My shirt was stuck to my back, and my whole face was damp. I leaned over the tea cup and a drop of sweat fell from my forehead into the tea. When I finished drinking the tea, sweating the whole time, so much so that the sweat was running down my face and my whole shirt was a swamp, and I put the empty cup on the counter and paused for a moment, examining the strange shapes formed by the leaves at the bottom of the cup, I had already made a decision, and I went back to the table.
They talk about vices that are solitary and vices that aren’t. All vices are solitary. All vices need solitude to be exercised. They attack in solitude. And, at the same time, they’re a pretext for solitude. I’m not saying that vices are bad. They could never be as bad as virtues, work, chastity, obedience, and so on. I’m simply saying how it is and how it goes.
I reached the table at the exact moment when the guy sitting to the left of the worker was getting up and balling up his notes. I took his place, pulled out the chips, and set them on the felt, against the edge of the table. I arranged them in order: first, against the edge, one of the ten-thousand, then the other, then the oval five-thousand, and then the four red rectangles. The worker told me that it was my turn on the banco. I bet the yellow oval. My plan was to leave the yellow oval in the box for the banco until it rotted. It meant that, after the first hand, there would be ten thousand pesos, after the second, twenty, after the third, forty, after the fourth, eighty, after the fifth, one hundred and sixty, and so on.

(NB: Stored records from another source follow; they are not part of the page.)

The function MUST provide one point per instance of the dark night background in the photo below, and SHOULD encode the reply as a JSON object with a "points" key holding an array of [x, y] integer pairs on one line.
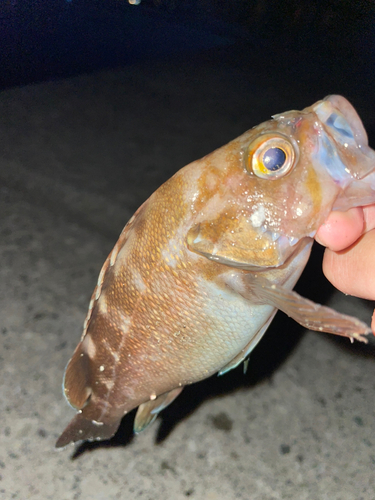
{"points": [[101, 102]]}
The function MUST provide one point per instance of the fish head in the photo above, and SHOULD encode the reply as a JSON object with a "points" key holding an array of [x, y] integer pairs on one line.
{"points": [[278, 183]]}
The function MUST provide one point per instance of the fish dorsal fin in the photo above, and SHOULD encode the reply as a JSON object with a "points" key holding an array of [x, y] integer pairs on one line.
{"points": [[147, 412]]}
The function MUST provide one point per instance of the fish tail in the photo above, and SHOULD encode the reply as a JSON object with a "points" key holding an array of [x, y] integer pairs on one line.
{"points": [[82, 428]]}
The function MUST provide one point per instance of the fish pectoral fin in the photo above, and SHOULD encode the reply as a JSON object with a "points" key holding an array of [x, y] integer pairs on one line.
{"points": [[82, 428], [244, 353], [307, 313], [147, 412]]}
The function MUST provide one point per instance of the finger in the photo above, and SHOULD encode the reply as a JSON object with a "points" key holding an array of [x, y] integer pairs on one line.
{"points": [[341, 229], [353, 270], [369, 217]]}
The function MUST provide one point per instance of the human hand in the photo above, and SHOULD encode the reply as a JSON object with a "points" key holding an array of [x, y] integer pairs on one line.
{"points": [[349, 259]]}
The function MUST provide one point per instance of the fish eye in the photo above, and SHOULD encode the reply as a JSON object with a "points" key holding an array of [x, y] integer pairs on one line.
{"points": [[271, 156]]}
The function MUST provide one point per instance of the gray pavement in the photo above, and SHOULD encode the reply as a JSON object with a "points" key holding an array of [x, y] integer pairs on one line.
{"points": [[77, 157]]}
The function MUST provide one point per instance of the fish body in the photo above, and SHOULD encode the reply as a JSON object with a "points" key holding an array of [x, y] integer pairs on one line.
{"points": [[201, 268]]}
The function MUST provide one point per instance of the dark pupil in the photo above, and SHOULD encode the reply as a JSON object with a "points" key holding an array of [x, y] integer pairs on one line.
{"points": [[274, 158]]}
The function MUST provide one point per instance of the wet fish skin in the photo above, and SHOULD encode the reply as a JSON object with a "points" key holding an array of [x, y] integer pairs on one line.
{"points": [[201, 268]]}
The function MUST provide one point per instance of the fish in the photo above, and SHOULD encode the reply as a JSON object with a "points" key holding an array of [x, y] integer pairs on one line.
{"points": [[201, 268]]}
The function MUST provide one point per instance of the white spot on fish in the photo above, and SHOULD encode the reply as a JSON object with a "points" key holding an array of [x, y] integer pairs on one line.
{"points": [[138, 281], [88, 346], [109, 384], [114, 254], [258, 216]]}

When the punto turned over his cards, he showed a king of diamonds and a queen of clubs. That meant he had zero. I turned mine over. It was an eight of hearts and a four of diamonds. That meant I had a two, two more than ten. They gave the punto a third card, an ace.
I was a thousand meters ahead. I could win with any card in the deck except a nine, which would mean a push, and an eight, which would mean zero (two plus eight is ten, or zero). They dealt me an eight. So the banco passed to the next player, the guy to the right of the worker. I have to get to thirty thousand again, I thought, so that I can cancel the mortgage on the house tomorrow.

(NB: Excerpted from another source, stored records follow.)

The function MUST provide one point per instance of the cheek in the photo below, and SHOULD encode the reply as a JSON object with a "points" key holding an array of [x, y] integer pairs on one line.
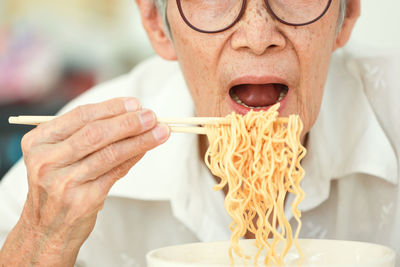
{"points": [[314, 59], [198, 56]]}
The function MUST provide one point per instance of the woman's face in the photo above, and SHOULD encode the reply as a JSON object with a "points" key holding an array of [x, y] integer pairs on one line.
{"points": [[254, 60]]}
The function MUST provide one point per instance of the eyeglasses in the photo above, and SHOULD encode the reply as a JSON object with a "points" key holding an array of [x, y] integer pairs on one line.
{"points": [[212, 16]]}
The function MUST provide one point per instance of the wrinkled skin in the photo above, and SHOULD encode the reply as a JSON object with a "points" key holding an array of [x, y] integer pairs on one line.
{"points": [[73, 161]]}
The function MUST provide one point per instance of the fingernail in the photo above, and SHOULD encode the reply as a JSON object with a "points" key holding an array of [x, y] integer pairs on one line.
{"points": [[146, 118], [161, 132], [131, 104]]}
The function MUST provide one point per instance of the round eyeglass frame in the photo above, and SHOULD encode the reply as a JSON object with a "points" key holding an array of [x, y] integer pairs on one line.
{"points": [[242, 10]]}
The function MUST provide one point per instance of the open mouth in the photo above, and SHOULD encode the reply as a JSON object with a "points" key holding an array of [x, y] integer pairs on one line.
{"points": [[258, 96]]}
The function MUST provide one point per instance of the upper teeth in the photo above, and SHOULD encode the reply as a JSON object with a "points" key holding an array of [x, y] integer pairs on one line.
{"points": [[281, 96]]}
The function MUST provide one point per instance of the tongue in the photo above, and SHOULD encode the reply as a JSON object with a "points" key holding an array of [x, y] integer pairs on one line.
{"points": [[258, 95]]}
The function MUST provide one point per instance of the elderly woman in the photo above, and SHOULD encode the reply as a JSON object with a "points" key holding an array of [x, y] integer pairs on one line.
{"points": [[232, 55]]}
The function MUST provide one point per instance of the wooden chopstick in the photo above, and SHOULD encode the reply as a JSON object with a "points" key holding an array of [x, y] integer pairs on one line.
{"points": [[36, 120], [172, 122]]}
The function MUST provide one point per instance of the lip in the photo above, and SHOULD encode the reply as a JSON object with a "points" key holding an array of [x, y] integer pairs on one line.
{"points": [[256, 80]]}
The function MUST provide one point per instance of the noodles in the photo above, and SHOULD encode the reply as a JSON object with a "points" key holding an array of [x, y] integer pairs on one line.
{"points": [[258, 158]]}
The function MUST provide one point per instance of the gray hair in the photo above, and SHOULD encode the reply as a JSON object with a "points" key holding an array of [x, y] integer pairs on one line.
{"points": [[162, 8]]}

I lost four straight bets of five thousand. The first I played banco, and it was punto, the second I played banco again, and punto took it again, with the third I played punto and it turned out banco, for the fourth I played banco, then I hesitated when there was a push, took the chip from the banco and put it on punto, and the banco took it.
I was sweating so much that I could feel drops of sweat around my ears — from the outside they must have looked like tears. Once in a while, a drop would fall on the felt and leave a damp ring before it evaporated. The last four red rectangles hadn’t stayed stacked up against the edge of the table, but were scattered over the felt. I would gather them together, without looking at them, and scatter them again. I wouldn’t look at them. With the fingers of my left hand I carried out the same operation over and over. Finally I separated myself from them, piling them neatly and sliding them across the felt into the hands of the worker. Punto, I said.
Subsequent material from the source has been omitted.